LongNet to enable processing of web-sized datasets
In a test, the team uses LongNet to train a speech generation model with up to 32,000 tokens and compares it to classical transformer-based approaches. According to the team, LongNet demonstrates known scaling laws of classical transformer models; for example, the perplexity of the model decreases as it gets larger.
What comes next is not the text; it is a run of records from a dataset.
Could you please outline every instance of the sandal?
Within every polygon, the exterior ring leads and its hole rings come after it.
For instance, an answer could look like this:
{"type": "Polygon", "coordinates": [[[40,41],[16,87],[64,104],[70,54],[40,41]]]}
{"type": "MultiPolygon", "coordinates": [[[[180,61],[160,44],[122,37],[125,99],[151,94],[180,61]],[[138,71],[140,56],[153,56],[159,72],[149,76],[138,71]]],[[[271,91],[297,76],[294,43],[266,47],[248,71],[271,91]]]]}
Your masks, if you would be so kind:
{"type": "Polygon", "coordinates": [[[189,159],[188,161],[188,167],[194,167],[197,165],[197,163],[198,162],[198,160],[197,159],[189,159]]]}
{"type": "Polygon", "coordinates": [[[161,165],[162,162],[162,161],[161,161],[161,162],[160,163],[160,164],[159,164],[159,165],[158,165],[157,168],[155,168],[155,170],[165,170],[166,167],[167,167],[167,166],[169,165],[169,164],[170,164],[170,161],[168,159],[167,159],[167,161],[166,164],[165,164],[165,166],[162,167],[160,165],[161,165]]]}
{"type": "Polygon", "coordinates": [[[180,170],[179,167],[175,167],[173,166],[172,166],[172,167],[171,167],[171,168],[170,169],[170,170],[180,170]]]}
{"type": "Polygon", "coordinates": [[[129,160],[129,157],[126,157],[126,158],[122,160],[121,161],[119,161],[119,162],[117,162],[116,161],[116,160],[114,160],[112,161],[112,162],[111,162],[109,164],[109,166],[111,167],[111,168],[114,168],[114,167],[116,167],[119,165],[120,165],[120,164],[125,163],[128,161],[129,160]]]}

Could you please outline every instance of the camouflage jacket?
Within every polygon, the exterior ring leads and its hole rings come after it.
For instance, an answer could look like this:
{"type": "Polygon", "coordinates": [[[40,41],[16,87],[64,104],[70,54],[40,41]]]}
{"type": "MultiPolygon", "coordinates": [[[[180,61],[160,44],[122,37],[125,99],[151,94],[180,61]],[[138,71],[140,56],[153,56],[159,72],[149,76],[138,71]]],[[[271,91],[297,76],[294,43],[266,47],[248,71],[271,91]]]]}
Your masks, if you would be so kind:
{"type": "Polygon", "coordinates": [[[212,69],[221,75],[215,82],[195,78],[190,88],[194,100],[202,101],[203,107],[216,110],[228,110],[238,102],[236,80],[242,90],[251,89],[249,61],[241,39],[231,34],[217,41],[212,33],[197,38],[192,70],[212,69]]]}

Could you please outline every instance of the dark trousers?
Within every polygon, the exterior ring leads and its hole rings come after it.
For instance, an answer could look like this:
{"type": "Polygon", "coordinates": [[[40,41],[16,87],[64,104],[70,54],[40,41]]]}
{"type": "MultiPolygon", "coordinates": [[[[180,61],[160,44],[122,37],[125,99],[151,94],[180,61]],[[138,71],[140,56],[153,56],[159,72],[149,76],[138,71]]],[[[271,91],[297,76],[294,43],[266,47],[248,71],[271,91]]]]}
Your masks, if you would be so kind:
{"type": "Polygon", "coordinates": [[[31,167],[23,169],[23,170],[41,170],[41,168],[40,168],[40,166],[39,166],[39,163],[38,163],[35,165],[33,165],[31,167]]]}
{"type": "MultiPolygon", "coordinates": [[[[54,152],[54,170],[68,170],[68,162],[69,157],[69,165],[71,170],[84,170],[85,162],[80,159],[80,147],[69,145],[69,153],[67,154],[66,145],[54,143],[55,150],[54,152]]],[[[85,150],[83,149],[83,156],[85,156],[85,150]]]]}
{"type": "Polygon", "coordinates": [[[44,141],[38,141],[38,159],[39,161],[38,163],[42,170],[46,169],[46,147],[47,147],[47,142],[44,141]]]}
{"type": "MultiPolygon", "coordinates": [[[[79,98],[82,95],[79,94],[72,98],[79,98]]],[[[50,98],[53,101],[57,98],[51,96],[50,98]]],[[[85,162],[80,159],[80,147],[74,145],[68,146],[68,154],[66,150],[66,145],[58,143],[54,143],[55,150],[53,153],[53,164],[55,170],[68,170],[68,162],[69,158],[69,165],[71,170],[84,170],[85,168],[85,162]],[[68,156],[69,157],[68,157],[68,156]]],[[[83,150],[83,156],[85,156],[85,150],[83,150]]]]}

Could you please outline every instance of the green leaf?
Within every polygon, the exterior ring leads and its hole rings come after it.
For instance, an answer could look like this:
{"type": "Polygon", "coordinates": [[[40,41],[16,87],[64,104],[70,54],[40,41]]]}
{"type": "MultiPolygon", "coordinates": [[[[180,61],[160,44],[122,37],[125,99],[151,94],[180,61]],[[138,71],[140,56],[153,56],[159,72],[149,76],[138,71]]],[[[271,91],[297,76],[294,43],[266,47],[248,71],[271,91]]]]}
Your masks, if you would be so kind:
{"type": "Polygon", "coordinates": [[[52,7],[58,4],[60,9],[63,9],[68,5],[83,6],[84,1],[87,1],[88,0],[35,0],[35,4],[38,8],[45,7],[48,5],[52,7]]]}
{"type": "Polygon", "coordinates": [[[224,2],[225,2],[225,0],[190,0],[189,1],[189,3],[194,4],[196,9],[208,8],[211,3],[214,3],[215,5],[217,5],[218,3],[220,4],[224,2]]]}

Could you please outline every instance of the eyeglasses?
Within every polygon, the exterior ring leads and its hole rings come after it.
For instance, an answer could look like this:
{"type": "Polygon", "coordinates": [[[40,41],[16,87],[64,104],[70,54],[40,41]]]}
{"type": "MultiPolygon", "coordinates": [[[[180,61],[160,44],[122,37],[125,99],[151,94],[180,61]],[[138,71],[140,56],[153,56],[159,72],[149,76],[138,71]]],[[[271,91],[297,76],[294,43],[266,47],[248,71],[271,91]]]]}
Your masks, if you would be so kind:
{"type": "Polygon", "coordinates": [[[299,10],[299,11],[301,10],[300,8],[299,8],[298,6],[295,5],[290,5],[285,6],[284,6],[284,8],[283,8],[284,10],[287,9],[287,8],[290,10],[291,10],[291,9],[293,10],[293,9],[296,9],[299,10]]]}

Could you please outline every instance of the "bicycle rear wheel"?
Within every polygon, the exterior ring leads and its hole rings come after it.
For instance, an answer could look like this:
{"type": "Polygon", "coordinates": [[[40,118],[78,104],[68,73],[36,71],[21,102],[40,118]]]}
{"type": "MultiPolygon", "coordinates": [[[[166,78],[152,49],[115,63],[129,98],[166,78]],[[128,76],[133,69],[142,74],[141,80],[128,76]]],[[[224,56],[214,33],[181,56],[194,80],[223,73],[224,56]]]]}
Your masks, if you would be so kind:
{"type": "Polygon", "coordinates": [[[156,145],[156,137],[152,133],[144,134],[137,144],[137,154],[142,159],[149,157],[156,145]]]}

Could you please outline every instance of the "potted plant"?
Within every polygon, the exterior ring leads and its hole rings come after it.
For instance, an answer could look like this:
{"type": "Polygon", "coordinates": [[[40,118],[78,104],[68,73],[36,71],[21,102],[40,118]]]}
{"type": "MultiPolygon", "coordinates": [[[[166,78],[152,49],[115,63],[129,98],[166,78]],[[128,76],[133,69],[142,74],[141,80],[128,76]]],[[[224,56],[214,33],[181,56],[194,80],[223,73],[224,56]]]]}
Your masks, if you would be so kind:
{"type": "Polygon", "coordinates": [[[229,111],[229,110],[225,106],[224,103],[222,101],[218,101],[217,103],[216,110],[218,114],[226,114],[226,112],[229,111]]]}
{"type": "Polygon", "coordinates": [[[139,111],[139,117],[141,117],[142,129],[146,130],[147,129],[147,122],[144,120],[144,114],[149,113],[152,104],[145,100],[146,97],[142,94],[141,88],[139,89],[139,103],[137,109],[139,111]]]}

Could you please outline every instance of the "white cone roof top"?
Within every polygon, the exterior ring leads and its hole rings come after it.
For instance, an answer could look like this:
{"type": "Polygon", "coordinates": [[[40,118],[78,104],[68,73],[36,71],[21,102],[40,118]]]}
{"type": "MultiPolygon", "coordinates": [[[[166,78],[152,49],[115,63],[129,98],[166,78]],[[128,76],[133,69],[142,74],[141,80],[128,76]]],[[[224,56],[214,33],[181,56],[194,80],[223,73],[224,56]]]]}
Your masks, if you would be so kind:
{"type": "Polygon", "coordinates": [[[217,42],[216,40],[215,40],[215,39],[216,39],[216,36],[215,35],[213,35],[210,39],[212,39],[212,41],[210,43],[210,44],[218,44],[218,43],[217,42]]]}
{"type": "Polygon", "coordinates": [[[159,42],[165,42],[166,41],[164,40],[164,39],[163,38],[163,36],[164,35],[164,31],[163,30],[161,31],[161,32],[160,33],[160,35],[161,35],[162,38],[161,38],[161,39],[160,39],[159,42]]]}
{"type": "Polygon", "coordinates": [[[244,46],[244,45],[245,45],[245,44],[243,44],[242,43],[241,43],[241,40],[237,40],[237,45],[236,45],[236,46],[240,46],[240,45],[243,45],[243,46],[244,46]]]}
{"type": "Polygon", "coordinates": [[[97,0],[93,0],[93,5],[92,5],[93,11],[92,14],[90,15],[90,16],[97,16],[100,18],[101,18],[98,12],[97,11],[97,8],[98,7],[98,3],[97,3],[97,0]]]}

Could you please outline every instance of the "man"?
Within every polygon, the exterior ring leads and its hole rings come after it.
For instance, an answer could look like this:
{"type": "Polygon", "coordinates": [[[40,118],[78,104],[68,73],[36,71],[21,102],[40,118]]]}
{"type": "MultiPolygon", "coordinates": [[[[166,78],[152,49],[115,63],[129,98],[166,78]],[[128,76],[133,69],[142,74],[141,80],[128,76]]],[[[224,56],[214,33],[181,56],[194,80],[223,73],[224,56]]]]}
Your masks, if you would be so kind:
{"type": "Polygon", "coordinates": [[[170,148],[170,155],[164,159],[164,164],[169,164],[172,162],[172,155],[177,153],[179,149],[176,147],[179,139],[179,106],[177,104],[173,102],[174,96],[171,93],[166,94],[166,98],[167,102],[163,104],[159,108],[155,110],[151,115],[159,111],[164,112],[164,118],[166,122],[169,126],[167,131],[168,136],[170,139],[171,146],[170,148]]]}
In the future, LongNet could enable the processing of web-sized datasets, the team said. The large context window also provides a large memory and receptive field for models, which is relevant to their interaction with people or the world. A larger context window also contains more complex causality and reasoning paths that models could exploit in training data, which could lead to better generalizing models. LongNet also makes it possible to explore the limits of in-context learning, the team said, "which has the potential to be a paradigm shift for many-shot learning, as an extremely long context may help the models alleviate catastrophic forgetting."
LongNet is just a proof of concept for now
Whether LongNet can actually deliver on these promises is unclear; the paper lacks comparisons with modern language models such as GPT-4 32k, and truly meaningful metrics such as accuracy or human evaluations. In this respect, LongNet is initially a feasibility study; whether such gigantic sequence lengths bring real advantages must now be shown in follow-up work.
In the future, the team plans to use LongNet for other applications, such as multimodal large language models or genomic data modeling.